A chemist in the research team based at the Zeneca SmithKline
Beecham Centre for Analytical Sciences at London's Imperial College,
Dr de Mello said that carrying out a biological or chemical analysis
involves getting the chemical into an instrument, filtering out
the contaminants and then carrying out the reactive test.
His Lilliput laboratory, has a maze of channels 50 hundredths
of a millimetre wide etched on a minuscule piece of glass that is
sandwiched between two other pieces of glass.

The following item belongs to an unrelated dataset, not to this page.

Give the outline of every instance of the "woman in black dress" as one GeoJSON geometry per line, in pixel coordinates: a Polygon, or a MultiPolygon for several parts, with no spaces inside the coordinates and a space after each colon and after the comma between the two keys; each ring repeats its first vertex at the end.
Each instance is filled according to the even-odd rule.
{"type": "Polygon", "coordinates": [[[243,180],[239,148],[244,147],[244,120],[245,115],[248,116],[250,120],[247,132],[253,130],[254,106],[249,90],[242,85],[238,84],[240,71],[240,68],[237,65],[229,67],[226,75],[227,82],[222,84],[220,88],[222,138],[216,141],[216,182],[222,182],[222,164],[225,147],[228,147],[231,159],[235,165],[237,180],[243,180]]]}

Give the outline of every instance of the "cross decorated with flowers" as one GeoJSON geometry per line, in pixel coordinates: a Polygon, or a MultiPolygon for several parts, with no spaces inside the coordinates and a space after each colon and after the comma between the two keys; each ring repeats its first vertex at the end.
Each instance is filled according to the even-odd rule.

Chemicals used in the reaction process are injected using miniature
pumps. Once the chemicals are mixed, applying an electric field
can separate products. In response, molecules of different size
travel through the channels at different speeds allowing them to
be captured separately.
Tiny spots of blood can be analysed using a heating and cooling
method that amplifies the DNA (deoxyribonucleic acid). Using traditional
methods the process is slow (around 50 minutes): the chip does it
in 90 seconds. The advantages of Lilliput laboratories is that they
are easy to make and safer to use. Besides benefiting forensic science
they have an application in testing new drugs.

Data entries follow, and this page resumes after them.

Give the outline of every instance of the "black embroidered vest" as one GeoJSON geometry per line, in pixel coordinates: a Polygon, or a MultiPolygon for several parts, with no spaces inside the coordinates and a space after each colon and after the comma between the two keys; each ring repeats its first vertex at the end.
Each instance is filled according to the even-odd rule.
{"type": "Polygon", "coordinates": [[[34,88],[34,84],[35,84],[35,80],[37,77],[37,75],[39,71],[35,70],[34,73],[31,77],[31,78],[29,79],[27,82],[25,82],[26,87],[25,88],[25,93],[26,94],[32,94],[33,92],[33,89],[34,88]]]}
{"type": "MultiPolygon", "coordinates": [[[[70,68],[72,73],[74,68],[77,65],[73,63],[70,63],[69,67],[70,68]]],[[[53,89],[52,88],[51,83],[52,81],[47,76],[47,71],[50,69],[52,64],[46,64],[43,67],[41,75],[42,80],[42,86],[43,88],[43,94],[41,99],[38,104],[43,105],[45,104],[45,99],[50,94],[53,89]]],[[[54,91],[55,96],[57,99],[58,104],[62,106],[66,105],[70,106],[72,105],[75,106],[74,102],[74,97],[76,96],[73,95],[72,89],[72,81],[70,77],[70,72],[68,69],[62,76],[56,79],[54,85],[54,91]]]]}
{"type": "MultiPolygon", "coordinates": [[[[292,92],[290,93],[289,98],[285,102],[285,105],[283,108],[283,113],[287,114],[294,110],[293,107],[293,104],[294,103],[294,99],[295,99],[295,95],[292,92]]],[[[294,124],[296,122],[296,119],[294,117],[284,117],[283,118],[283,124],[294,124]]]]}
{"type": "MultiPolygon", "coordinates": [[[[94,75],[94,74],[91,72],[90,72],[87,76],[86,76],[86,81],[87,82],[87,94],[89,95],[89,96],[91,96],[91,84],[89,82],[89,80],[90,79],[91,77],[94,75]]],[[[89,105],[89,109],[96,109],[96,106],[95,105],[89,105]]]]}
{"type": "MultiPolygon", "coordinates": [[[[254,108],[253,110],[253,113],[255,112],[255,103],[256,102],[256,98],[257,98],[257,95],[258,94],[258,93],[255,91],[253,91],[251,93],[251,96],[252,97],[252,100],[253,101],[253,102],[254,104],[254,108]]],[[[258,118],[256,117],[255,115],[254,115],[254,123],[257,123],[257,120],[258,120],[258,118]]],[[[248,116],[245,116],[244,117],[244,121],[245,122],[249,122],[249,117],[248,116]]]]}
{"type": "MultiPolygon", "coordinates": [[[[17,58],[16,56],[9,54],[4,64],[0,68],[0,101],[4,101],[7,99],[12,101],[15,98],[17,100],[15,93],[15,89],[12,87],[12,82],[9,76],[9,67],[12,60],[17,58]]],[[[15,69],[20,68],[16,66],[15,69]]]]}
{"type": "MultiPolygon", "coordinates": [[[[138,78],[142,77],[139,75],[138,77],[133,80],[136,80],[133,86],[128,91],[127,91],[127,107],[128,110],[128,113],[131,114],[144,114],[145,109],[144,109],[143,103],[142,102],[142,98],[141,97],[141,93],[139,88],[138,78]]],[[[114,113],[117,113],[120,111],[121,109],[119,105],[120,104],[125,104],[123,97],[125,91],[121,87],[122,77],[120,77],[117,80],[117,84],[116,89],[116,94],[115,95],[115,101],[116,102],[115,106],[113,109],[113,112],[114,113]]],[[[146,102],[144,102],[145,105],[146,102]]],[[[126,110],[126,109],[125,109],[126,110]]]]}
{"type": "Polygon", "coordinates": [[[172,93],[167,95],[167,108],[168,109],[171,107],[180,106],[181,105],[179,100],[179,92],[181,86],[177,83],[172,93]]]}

Imperial College's research programme is part of a 3.2 million
pounds sterling project being carried out with six other universities
and 10 drug companies ensuring the UK will stay ahead in the highly
competitive ``Lilliputian world''.
A serious spur is the completion in five years' time of the International
Human Genome Project that will give scientists a genetic map linking
genes and disease. This is expected to be the basis for DNA chips
carried on swipe cards. With such a genetic profile the card would
reveal immediately to what drugs a patient would respond.